But we moved to Portland on the very cusp of spring: those first few days of warmth and sunshine when everyone comes out of hiding, where people talk to each other on the streets, and the teeniest little daffodil buds appear above ground. I had forgotten how powerful this moment can be. It’s so infectious… people were so hopeful, so friendly, so full of ideas about the coming months, when they could think about more than just staying warm. It really affected me. Everywhere I went in those first couple weeks, complete strangers would stop to chat with me, and invariably the talk would turn to the weather. “Can you believe this weather we’re having? Isn’t it fantastic? Are you doing anything today? Going outside?” I found myself nodding along with the same enthusiasm, which really I had no right to feel. It had been 80 degrees in LA for the whole week before the move. Coming to Portland was the coldest I’d been in months. But still, I felt myself swept up in their unbridled optimism for the future.

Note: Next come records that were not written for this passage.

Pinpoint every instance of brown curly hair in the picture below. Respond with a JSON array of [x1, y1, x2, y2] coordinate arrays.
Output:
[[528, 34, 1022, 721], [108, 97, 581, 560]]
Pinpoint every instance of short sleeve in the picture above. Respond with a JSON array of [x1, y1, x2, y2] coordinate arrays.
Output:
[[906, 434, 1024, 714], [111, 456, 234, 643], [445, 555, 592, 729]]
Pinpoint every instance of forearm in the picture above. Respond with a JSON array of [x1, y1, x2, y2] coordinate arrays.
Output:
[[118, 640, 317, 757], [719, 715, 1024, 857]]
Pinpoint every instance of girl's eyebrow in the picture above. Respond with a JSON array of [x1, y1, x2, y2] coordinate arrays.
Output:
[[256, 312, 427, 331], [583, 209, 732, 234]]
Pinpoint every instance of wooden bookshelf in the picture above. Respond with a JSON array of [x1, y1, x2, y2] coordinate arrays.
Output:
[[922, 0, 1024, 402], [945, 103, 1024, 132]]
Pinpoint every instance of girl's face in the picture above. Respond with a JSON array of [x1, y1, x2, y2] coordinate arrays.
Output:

When I was at Sarah Lawrence, one of the first heralds of spring was the blooming of the magnolia trees. They were all over the campus, particularly around the theatre building, where I spent most of my time. The blossoms were huge, and if you ever really look at a magnolia flower you’ll see that from the moment they come into bloom they go into this state of decay that’s quite nearly erotic–their petals hanging wide open and heavy, so that they fall in languid heaps around the base of the tree.
And the smell. It was, for lack of a better word, absolutely intoxicating. For some reason it always reminded me of that electrifying line from Pablo Neruda, “I want to do with you what spring does with the cherry trees.” For a few weeks in the spring, every time I entered the theatre building I had to walk through a haze of that heady perfume and, like the full moon, I’m sure it did strange and wonderful things to my mind as I climbed up on stage to perform in my next class.
There were a few smaller, younger magnolias scattered around the campus lawns, and I used to nap underneath them between classes on warm days, lying in a giant pile of decomposing petals, hoping to take some of their scent onto my skin. But when I arose, I only ever smelled of grass. In a few weeks, the blooms would disappear entirely, and with them their amazing perfume, replaced by ordinary greenery until another year, and another spring.
The power of spring is the power of momentum. We were stagnating in LA, not unhappy, but not fulfilled, and not moving towards anything better. In the coming weeks, we’re going to try to capitalize on the momentum of our move, and all the excitement and the earnest hope of springtime, to make some big changes. Hopefully something good will come of all this, but if not, at least we kept moving forward. I’ll keep you posted.
Something occurs to me, now. There were no magnolia trees in Los Angeles, but here… they bloom on every street corner.